The agreement covers technology architecture and development, wallet and custody systems, security and risk management, regulatory support and knowledge transfer, business and product development, and institutional business operations. It also includes the possibility of a strategic equity investment by Bithumb in an SSID-designated entity, subject to future regulatory approval for virtual assets in Vietnam.

Vietnam only recently recognised digital assets as property under its Law on Digital Technology Industry, while Government Resolution No. 05, passed in September 2025, allows a five-year pilot program for crypto exchanges — clearing the regulatory path for partnerships like this one. Several banks and securities firms in Vietnam have shown interest in the pilot program, including SSI, VIX, MBBank, Techcombank, and VPBank, as the government works to shift trading activity from offshore platforms to licensed local venues.
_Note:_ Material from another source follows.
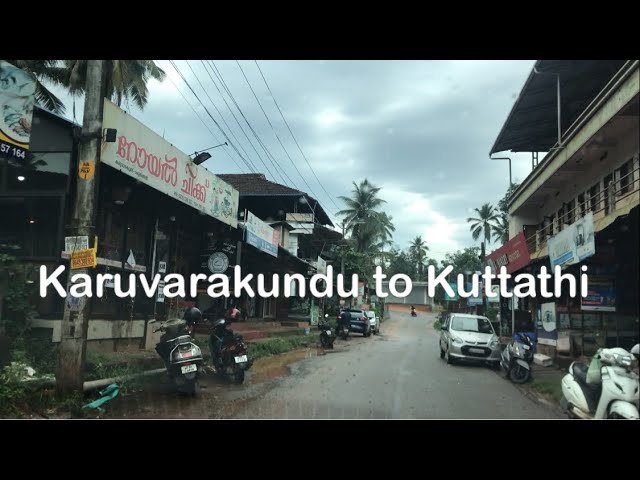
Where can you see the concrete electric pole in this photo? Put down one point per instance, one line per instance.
(70, 375)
The market Bithumb is moving into is substantial. Vietnam has roughly 17 million crypto asset holders and recorded an estimated $220 billion to $230 billion in crypto transaction volume between July 2024 and June 2025, making it one of the three largest crypto markets in Asia-Pacific. Chainalysis ranked Vietnam fourth on its 2025 Global Crypto Adoption Index, behind India, the US, and Pakistan, with crypto used primarily for remittances, gaming, and savings.

Bithumb is not the first Korean exchange to move on Vietnam. Upbit parent Dunamu signed a similar MOU with Vietnam's state-run Military Bank last August, agreeing to transfer exchange technology and security infrastructure. The two deals reflect a broader race by South Korean exchanges to establish early footholds in a market that is formalising rapidly.

There are structural hurdles. Vietnam's crypto exchange pilot requires at least VND 10 trillion — roughly $400 million — in capital to obtain a licence. SSID itself had charter capital of just VND 200 billion as of Q2 2025, far below that threshold, meaning any operating exchange entity would likely need to be a newly capitalised vehicle, with Bithumb's potential equity stake helping bridge the gap.

The announcement also comes at a sensitive moment for Bithumb domestically. The exchange pushed back its IPO plans to after 2028, and has been under scrutiny from South Korea's Financial Services Commission following a February incident in which a staff error resulted in 620,000 BTC being mistakenly distributed to customers — of which 99.7% was recovered.

The Vietnam expansion offers Bithumb a chance to reframe its narrative around international growth at a time when its domestic standing is under pressure.